Kasus ini telah muncul dari kesaksian dan kiriman untuk penyelidikan resmi pada tahun 2009 untuk tumpahan minyak dan gas di lapangan Montara, lepas pantai utara Australia Barat, yang lokasinya lebih dekat ke Pulau Rote Indonesia.

Ladang minyak Montara bocor dan berlangsung selama 10 minggu sebelum akhirnya ditutup. Namun, kata dia, telah memberikan dampak kerugian besar bagi lingkungan laut dan rakyat Indonesia di NTT.

"Perusahaan PTTEP Australasia dan pemerintah Australia yang terlibat berusaha menyembunyikan skala dan penyebab bencana ini dari pandangan publik," katanya.

Selama ledakan di lokasi pengeboran minyak terjadi, kata Ferdi, Menteri Sumber Daya dan Energi Martis Ferguson dan Menteri Lingkungan Peter Garrett di Australia meremehkan ukuran tumpahan dan dampak lingkungan.

Mereka mengutip perkiraan yang tidak berdasar dari pemilik lapangan, yakni konglomerat Thailand PTTEP (PTT Exploration and Production Public Company Limited) bahwa sekitar 300 hingga 400 barel minyak bocor setiap hari.

Namun, bukti yang diajukan atas penyelidikan pemerintah yang dipimpin oleh mantan pegawai negeri senior David Borthwick disebutkan bahwa tumpahan minyak mencapai 3.000—4.000 barel per hari. Tumpahan minyak ini diperkirakan telah meluas hingga 90.000 kilometer persegi.

Pengajuan oleh Yayasan Konservasi Australia dan kelompok lingkungan lainnya juga telah menunjukkan kerusakan pada ekosistem lepas pantai dan pesisir yang merupakan rumah bagi beragam spesies ular laut, burung, ikan, penyu, paus, lumba-lumba, dan duyung.

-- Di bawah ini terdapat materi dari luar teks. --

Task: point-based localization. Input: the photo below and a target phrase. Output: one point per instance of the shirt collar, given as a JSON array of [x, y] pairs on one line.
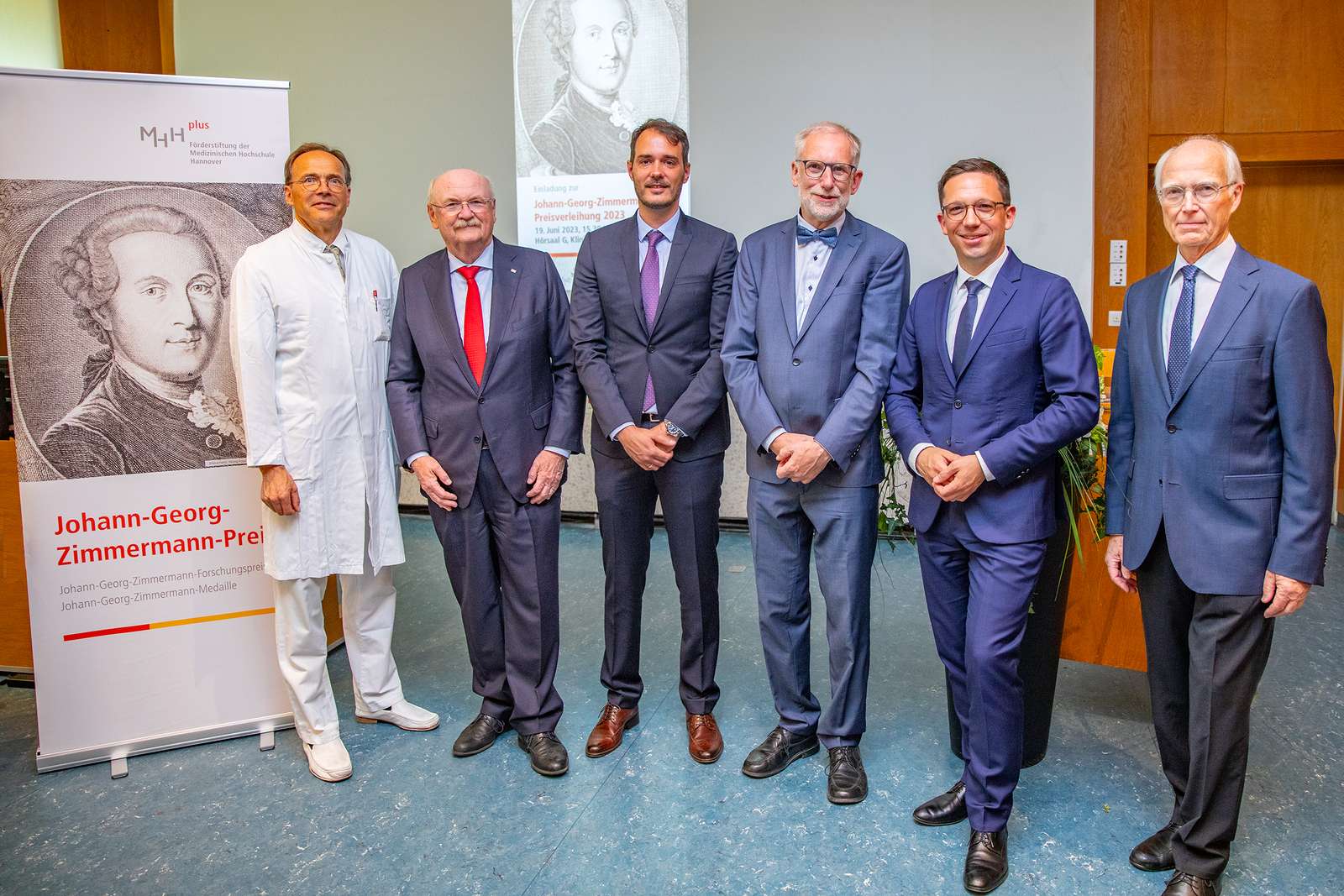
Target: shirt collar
[[1214, 262], [837, 224], [309, 241], [987, 275], [486, 259], [667, 228]]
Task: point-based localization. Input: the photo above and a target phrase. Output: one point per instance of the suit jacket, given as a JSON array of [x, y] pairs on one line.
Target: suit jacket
[[1028, 387], [827, 378], [616, 352], [1240, 465], [528, 396]]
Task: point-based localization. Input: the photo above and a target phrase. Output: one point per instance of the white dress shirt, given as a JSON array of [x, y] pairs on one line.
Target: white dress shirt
[[664, 253], [1213, 268], [810, 264], [486, 285], [958, 301]]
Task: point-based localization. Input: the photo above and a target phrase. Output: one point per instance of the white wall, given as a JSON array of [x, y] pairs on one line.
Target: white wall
[[413, 87]]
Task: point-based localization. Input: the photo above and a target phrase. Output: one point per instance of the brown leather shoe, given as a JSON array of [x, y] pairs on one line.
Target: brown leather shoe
[[706, 743], [611, 726]]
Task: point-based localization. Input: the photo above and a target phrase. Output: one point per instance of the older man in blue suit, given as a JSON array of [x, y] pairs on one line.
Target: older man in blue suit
[[995, 374], [806, 354], [1218, 492]]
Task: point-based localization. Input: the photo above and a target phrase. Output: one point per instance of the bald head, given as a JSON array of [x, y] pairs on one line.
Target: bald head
[[461, 208]]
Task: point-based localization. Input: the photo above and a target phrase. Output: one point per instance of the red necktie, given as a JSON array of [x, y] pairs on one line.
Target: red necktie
[[474, 327]]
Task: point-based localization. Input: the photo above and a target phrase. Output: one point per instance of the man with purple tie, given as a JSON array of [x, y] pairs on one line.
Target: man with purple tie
[[995, 374], [649, 298]]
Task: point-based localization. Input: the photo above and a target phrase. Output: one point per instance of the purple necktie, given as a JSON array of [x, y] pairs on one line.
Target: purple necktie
[[649, 289]]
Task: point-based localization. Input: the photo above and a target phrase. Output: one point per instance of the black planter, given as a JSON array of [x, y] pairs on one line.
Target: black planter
[[1039, 661]]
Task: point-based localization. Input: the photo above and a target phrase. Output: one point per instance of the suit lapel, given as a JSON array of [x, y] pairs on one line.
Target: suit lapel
[[844, 251], [503, 289], [438, 282], [1005, 288], [685, 234], [1234, 293], [631, 235], [788, 244]]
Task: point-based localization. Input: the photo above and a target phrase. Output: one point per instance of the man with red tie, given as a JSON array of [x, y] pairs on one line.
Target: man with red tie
[[487, 409]]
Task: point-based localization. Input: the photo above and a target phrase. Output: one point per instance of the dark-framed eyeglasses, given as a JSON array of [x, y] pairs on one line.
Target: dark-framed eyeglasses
[[475, 206], [1173, 196], [984, 210], [816, 170], [311, 183]]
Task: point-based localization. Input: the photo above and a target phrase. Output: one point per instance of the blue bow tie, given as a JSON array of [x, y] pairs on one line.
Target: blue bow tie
[[827, 235]]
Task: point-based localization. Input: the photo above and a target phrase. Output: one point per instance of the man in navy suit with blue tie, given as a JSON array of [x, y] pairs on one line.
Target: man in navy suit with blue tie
[[806, 355], [1218, 492], [994, 375]]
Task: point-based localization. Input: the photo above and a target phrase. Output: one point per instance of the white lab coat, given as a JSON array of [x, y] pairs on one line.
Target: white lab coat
[[311, 360]]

Kerusakan jangka panjang terhadap habitat tropis yang sebelumnya masih alami, menurut dia, masih belum diketahui. Demikian pula dampaknya pada industri perikanan, mutiara, dan pariwisata.

"Meskipun tidak ada minyak yang hanyut ke pantai Australia, seperti yang pernah ditakutkan, sebagian minyak mencapai pantai selatan Timor Barat, Indonesia," katanya.

Ferdi menyebutkan terdapat bukti yang terdokumentasi dalam pengajuan Yayasan Peduli Timor Barat, sebuah LSM Indonesia, tentang bahaya terhadap mata pencaharian dan kesehatan hingga 300.000 orang di pesisir, termasuk di Pulau Roti dan Sabu .

Pengajuan tersebut menunjuk pada minyak bersumber dari Montara dan polusi timbal di air laut lokal dan di antara tanaman rumput laut, katanya.

Untuk itu, pihaknya menuntut agar pemerintah Australia segera membayarkan kompensasi kepada lebih dari 100.000 jiwa rakyat yang telah menderita, bahkan sudah banyak yang meninggal.

"Kepada pemerintah Indonesia kami mendesak agar surat yang direncanakan oleh Presiden Joko Widodo yang ditujukan kepada Perdana Menteri Australia segera diterbitkan," katanya.